Secondo l’esperto, in questo caso il programma di acquisto è indirizzato a un asset dai rapporti di amore e disaffezione: viene tenuto in considerazione perché i tassi di interesse Usa sono scesi enormemente negli ultimi 12 mesi, ma viene abbandonato perché i detentori di Treasury di lungo termine non sono in grado di ottenere valutazioni decenti nell’utilizzarli come garanzia di prestito con l’oligopolio bancario statunitense.

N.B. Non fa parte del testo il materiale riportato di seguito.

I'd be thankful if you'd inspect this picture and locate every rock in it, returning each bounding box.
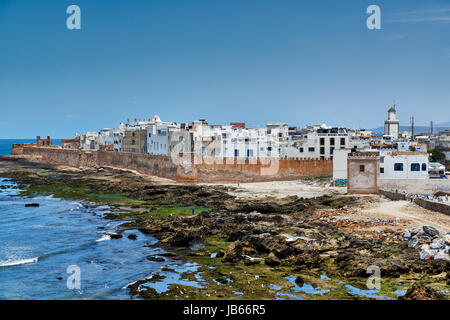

Ciò che è interessante notare, sottolinea Tuch, è che sia la notizia di quello che, di fatto, è un nuovo Qe, così come l’anticipazione di un nuovo taglio ai tassi di interesse non sono bastati a innescare un rally dell’azionario. “Il mercato si trova ad assimilare un’alluvione di cattive notizie – evidenzia -, specialmente politiche, e servirà del tempo perché queste forze negative si plachino, figuriamoci spegnersi. Lo scorso anno i mercati erano preoccupati da una cosiddetta ‘chiusura dei rubinetti’, oggi invece abbiamo molto più Qe di quanto non ci potessimo aspettare”.
Tuch sostiene che quando i veli che gravano sui mercati inizieranno a sollevarsi, gli effetti delle politiche delle banche centrali si faranno sentire. “Con tutto ciò che sta accadendo, tra notizie politiche e il deterioramento del comportamento dell’amministrazione Trump nei confronti di tutte le principali questioni sul tavolo, quando mancano ancora 12 mesi alle elezioni, rende difficile accendere l’entusiasmo verso gli asset più rischiosi, almeno nel breve termine. Una cosa sembra certa, a livello globale si è riaccesa la febbre da Qe e le banche centrali continueranno a iniettare liquidità nei mercati ancora per molto tempo”, conclude.